- Coordinates: 28°02′38″S 148°34′01″E﻿ / ﻿28.0438°S 148.567°E
- Carries: Motor vehicles, Pedestrians
- Crosses: Balonne River
- Locale: St George, Queensland, Australia

Characteristics
- Design: Beam bridge
- Material: Concrete

History
- Construction end: 1953

Location

= Andrew Nixon Bridge =

The Andrew Nixon Bridge is a road bridge over the Balonne River in St George, Queensland, Australia.
The bridge, which is part of the Balonne Highway, is the only river crossing in the area.

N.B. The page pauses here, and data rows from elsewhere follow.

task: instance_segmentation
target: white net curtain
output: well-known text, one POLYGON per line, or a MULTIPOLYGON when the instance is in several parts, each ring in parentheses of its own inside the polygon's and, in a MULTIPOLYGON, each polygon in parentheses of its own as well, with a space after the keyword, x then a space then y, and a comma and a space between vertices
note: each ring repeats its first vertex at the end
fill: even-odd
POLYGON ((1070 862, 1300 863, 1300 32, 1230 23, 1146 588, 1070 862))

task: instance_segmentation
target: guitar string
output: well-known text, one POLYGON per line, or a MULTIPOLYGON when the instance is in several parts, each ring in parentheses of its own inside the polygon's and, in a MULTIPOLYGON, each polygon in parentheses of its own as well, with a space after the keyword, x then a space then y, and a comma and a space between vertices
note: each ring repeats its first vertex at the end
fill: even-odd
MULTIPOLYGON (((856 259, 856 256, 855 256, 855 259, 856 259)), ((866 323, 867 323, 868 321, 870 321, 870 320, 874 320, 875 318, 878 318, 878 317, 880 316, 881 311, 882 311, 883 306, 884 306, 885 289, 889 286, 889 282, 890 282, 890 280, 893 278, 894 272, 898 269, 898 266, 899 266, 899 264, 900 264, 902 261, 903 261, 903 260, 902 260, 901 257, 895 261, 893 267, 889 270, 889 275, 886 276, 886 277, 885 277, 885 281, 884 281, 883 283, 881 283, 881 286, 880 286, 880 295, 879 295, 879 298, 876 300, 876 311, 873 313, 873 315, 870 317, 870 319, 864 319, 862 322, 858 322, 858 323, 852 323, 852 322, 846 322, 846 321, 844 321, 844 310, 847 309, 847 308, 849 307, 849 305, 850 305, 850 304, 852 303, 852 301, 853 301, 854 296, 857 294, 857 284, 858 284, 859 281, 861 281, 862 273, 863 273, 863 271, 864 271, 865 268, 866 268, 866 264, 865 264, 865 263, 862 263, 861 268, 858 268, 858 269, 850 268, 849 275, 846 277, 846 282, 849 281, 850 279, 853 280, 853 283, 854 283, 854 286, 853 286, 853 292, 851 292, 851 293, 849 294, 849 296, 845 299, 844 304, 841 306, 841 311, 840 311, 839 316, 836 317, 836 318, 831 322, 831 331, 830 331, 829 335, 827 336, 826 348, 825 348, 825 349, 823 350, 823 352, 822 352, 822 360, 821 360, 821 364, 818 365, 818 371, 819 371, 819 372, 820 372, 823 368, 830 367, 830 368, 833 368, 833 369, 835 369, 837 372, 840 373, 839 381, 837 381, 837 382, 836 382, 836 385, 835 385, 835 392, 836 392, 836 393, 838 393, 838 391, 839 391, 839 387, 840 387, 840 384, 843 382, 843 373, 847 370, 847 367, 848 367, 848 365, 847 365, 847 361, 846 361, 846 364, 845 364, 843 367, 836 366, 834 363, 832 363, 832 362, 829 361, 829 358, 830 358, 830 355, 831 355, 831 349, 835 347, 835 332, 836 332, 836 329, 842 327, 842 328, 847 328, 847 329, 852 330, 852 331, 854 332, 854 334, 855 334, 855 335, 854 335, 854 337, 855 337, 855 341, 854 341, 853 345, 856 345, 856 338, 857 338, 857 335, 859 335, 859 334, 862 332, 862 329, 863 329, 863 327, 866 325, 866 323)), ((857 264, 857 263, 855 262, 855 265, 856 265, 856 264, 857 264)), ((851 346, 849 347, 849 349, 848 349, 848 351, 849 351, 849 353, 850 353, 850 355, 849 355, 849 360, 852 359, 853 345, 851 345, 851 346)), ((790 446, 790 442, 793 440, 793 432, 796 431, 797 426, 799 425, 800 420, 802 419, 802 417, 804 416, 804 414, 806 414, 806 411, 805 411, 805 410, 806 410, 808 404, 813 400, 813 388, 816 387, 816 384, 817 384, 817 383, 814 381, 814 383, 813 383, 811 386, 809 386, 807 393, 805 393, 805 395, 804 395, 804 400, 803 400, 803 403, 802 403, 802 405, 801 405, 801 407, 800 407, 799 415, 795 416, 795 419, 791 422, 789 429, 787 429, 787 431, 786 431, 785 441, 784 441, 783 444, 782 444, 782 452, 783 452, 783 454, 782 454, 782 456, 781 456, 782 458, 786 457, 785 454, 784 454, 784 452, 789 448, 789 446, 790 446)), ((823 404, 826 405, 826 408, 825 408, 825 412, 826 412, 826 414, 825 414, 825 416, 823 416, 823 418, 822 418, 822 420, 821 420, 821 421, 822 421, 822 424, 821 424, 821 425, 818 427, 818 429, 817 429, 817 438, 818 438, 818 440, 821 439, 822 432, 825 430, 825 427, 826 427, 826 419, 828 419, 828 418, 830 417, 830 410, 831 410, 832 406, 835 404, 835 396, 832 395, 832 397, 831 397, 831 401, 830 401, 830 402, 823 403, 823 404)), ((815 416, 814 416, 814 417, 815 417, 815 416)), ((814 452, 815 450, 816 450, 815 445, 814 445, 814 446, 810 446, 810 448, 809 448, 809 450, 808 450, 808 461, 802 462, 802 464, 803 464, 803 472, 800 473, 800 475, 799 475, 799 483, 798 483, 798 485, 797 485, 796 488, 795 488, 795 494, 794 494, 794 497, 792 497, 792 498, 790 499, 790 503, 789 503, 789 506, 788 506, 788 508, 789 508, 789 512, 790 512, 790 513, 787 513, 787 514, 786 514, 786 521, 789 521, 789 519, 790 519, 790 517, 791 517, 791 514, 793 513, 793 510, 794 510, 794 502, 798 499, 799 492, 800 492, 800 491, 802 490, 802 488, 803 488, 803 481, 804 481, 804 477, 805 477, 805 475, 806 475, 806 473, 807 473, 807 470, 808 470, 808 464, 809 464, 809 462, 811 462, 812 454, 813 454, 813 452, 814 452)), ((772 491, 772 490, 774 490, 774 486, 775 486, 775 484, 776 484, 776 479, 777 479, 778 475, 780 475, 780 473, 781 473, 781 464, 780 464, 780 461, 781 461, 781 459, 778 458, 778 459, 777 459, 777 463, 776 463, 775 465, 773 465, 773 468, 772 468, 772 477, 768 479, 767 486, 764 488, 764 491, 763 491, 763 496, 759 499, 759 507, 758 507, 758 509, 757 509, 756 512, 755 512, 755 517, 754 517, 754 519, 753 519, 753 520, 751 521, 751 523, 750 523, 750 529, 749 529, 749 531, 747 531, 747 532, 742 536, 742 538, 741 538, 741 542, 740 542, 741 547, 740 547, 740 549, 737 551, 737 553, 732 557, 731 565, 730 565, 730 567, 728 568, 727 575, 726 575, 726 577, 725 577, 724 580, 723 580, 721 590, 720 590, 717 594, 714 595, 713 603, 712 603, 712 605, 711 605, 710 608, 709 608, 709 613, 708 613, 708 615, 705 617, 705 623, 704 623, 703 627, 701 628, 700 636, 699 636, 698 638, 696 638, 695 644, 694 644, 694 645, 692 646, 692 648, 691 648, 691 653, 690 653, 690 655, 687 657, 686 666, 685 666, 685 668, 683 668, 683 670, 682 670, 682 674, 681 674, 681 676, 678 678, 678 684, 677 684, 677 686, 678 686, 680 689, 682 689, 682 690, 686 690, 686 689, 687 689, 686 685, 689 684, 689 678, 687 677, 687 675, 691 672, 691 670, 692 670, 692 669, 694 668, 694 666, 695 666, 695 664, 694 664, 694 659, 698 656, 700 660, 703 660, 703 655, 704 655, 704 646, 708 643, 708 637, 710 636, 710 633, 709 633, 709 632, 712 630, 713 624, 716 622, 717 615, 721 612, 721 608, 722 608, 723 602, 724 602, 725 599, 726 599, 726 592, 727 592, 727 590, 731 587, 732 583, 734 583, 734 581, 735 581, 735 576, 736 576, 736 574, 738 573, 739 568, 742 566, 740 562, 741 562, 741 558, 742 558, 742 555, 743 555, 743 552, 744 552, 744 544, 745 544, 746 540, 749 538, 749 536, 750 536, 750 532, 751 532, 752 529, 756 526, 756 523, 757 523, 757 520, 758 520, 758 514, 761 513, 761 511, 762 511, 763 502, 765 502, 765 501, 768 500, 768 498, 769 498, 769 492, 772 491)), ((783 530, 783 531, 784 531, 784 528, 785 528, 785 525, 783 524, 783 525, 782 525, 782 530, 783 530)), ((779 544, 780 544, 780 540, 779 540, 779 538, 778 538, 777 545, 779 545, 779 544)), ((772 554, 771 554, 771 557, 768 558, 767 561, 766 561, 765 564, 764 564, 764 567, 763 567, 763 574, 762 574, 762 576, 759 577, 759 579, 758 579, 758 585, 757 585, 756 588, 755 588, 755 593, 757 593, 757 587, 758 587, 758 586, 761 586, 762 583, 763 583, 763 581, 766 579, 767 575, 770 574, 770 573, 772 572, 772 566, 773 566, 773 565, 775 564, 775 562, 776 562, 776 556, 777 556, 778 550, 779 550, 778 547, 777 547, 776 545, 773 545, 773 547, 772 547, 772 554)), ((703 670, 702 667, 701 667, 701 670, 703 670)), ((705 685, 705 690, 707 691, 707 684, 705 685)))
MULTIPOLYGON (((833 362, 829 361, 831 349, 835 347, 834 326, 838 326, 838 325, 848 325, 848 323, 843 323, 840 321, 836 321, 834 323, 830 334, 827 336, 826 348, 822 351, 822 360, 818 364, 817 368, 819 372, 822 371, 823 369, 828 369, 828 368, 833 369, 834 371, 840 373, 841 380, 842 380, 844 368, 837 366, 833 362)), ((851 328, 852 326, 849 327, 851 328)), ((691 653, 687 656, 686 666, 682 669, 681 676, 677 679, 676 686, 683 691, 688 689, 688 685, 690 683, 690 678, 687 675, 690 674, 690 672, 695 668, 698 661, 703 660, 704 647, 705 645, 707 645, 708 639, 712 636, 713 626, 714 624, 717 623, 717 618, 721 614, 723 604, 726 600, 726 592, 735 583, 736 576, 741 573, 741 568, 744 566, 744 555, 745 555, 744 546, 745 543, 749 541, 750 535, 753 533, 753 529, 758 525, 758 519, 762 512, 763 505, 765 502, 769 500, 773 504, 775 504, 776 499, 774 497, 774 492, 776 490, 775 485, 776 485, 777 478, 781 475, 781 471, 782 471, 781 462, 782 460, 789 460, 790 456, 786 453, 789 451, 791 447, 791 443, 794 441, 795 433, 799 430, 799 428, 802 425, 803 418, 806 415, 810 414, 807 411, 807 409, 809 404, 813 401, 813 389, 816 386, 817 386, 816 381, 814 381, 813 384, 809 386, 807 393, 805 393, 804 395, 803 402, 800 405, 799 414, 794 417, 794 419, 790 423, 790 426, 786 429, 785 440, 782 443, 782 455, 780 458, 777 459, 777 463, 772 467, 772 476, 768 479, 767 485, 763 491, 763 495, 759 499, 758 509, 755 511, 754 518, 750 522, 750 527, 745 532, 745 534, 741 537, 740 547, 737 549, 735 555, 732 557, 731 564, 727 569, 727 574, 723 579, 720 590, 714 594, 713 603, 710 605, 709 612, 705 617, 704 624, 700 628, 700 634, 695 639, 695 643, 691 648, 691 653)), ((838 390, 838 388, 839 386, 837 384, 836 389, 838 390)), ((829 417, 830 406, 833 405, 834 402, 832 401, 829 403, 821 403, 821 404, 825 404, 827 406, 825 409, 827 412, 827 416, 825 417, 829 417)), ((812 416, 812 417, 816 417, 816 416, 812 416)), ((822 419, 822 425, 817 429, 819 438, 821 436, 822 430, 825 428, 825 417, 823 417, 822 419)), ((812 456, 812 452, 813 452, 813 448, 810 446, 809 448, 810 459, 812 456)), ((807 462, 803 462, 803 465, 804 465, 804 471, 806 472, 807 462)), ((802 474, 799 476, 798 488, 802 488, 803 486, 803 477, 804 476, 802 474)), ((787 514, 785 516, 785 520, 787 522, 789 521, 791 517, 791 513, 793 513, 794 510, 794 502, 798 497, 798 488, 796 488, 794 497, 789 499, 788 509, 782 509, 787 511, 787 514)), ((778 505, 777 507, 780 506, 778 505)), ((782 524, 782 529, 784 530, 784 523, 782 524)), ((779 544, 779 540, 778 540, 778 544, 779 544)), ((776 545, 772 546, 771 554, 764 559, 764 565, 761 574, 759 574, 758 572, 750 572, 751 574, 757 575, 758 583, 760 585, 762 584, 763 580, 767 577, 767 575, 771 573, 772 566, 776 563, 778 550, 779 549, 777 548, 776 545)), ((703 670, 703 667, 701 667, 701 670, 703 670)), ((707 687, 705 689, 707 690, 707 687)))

The bridge is sometimes covered in floodwaters, most recently during the March 2010 Queensland floods and again during the January 2011 floods. The bridge is first covered by flood waters at a height of 10.7 metres, referring to the St George flood gauge.

The bridge is located adjacent to the natural river crossing point St George's Bridge, which was named by Thomas Mitchell after being discovered on St George's Day in 1846.

The bridge is named after Andrew Nixon who was contracted in 1890 by the Queensland government to build a timber bridge across the Balonne River at St George's Bridge. This was completed in 1892 and later replaced by the current Andrew Nixon bridge and Jack Taylor Weir in 1953.